Why? Because her resume and my resume are so alike.
Same journalism undergrad and grad school. Same love of journalism. We both worked in the San Francisco Bay Area region. Both women of color. In other words, if I was a hiring editor interviewing her for a job, I would figure that we shared the same journalistic values.
Yet I also understand how the kind of plagiarism accusations lodged against her could lead a young reporter to resign from a good job.
Sure, the player has to shoulder the blame. But I blame the game, too.
These days chances are shrinking for an ambitious journalist to get a job that pays a middle-class salary with benefits. Young journalists no longer have the luxury of making mistakes out of the spotlight. If you want a job, you have to go directly into the big leagues. More likely than not, your job will be on the growing digital media side of the business. The side, to be polite, that is more like the Wild West than reasoned halls of journalism school.
What’s more, the Internet, and its research techniques, make it easy to find facts, stories, sources and so much more. A lot of the material is already written in coherent sentences and has attribution, which under the current rules of the game, can be an embedded link to the original news story.
Don’t get me started about cutting and pasting. Yes, I can understand how someone can cut and paste reference material on the wrong take (Google Docs, anyone?) and, in the rush to deadline, forget what is yours and what belongs to someone else. These days it’s just too easy to make a series of career-ending errors early in the game.
But the game deserves blame, too.
Let’s get real. In the world of Web journalism, lightly-sourced material (Bill Kovach and Tom Rosentiel call it “the journalism of assertion” rather than a journalism based on verification) is pretty much the norm. Whether it’s an advocate using crowdsourcing to flesh out a tip, a reader passing along a rumor, or a pro filing a single-source anecdote to make another blog entry, much of what the audiences reads online just isn’t sourced the same way as traditional newspaper or magazine articles.

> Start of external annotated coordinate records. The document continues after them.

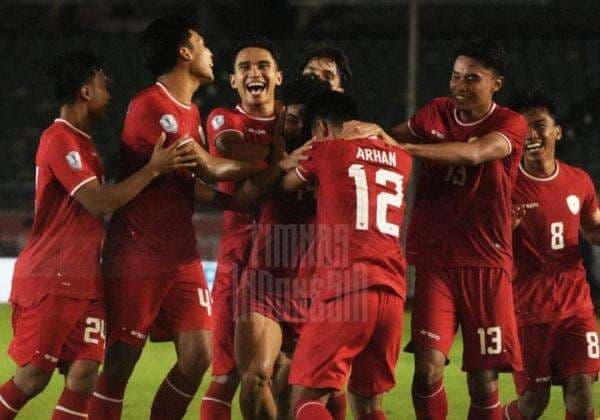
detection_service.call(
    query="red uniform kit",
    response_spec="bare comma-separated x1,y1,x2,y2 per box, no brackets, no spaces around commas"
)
207,105,275,375
103,83,212,346
8,119,105,371
513,161,600,393
406,98,527,371
289,139,411,396
236,184,316,351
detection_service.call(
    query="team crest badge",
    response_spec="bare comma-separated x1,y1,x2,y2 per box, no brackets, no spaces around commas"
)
210,115,225,130
159,114,179,133
567,195,579,214
65,150,83,171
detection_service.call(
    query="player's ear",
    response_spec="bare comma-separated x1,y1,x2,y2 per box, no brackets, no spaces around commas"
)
492,76,504,93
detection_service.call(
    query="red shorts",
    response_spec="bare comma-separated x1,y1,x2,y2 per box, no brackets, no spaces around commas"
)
514,311,600,395
105,261,212,347
8,295,106,372
407,266,522,372
289,286,404,397
235,283,311,354
212,263,241,376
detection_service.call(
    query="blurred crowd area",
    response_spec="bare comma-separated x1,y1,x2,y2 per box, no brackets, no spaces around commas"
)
0,0,600,270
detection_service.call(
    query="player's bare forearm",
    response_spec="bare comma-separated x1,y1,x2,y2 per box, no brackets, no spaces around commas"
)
215,132,269,161
401,134,510,166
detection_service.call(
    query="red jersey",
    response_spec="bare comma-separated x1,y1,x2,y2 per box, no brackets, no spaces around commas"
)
513,161,598,325
242,183,316,298
206,105,276,278
10,119,104,306
105,83,204,275
406,98,527,273
296,139,412,299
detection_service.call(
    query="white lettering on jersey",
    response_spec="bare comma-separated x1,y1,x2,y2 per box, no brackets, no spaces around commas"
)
159,114,179,133
210,115,225,130
356,147,396,166
65,150,83,171
567,195,580,214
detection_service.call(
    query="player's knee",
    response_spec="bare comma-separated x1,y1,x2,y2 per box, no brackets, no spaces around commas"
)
66,361,99,394
563,375,593,415
13,365,52,398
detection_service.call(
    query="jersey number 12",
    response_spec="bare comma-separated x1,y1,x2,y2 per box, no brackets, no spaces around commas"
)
348,163,404,238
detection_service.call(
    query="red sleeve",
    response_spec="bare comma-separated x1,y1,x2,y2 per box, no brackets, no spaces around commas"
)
43,135,97,195
490,112,527,153
296,140,333,182
581,172,598,217
206,108,244,155
408,98,441,142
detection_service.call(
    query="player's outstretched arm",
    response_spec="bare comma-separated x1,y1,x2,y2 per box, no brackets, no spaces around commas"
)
400,133,512,166
75,133,197,217
581,209,600,245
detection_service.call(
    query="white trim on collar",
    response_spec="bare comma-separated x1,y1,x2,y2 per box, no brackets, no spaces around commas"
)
54,118,92,140
156,82,192,109
519,160,560,182
235,105,275,121
454,102,496,127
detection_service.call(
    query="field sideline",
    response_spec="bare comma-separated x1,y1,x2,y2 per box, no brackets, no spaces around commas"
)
0,304,600,420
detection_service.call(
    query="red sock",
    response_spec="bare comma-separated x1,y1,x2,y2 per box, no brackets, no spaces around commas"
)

Not only are single- or no-source articles common, it’s often difficult to tell who wrote a piece. With so many website competing for ad dollars, many publishers cut expenses by programming scripts to scrape or aggregate content from other sources, rather than paying reporters to write their own stories. Once, much of this would have been accepted widely as plagiarism. Today, it’s grudgingly accepted as a way “to increase traffic.”
In this atmosphere, there’s no denying that speed is an asset – but one that can kill careers, too. Being first, especially for websites such as Politico, is important. Maybe too important. Add to the “we’re first” syndrome with making sure your posts get seen before anyone else’s on Facebook, Twitter, LinkedIn and whatever other flavor-of-the-day social media channel you use to hype your story, and you really might not have time to wait for that phone call or seek out an original source.
We even brag about how fast we get material up. Here’s what Adam Moss, editor of the New York Times Magazine said recently at Harvard: “The editing process online is zero, pretty much… I’m not that comfortable with that, but that’s practical reality. It’s a speed business.”
Let’s face it, we’re making up the rules while the game is underway. We hope that the traditional journalism ethics will work in the online world. We hope the foundations of accurate reporting, photography, design and editing will be transferred to a new generation. But newsroom veterans–the few that are left in newsrooms–are barely addressing these issues. I don’t know the reason. No time? Maybe. No backing from management? Maybe. No backbone? Maybe. An inner belief that these ethical lapses will all self correct when cooler heads are at the helm? Probably.
The easy way out is to take complaints of plagiarism seriously. Investigate. Allow the player the fall on his or her sword and either be suspended or resign. Then you post a detailed correction on the site, and add a paragraph or two about holding the newsroom to the highest of journalistic standards. Finally, you move on to the next news cycle.
We have to do more, too. The first step is to acknowledge that there are systemic problems in the current practice of Web journalism. These problems have created a breeding ground for ethical lapses. Yes, this is a harsh view, but until we all admit this, we can’t begin to fix the situation.
Le’s stop blaming the players. Let’s get real about changing the game.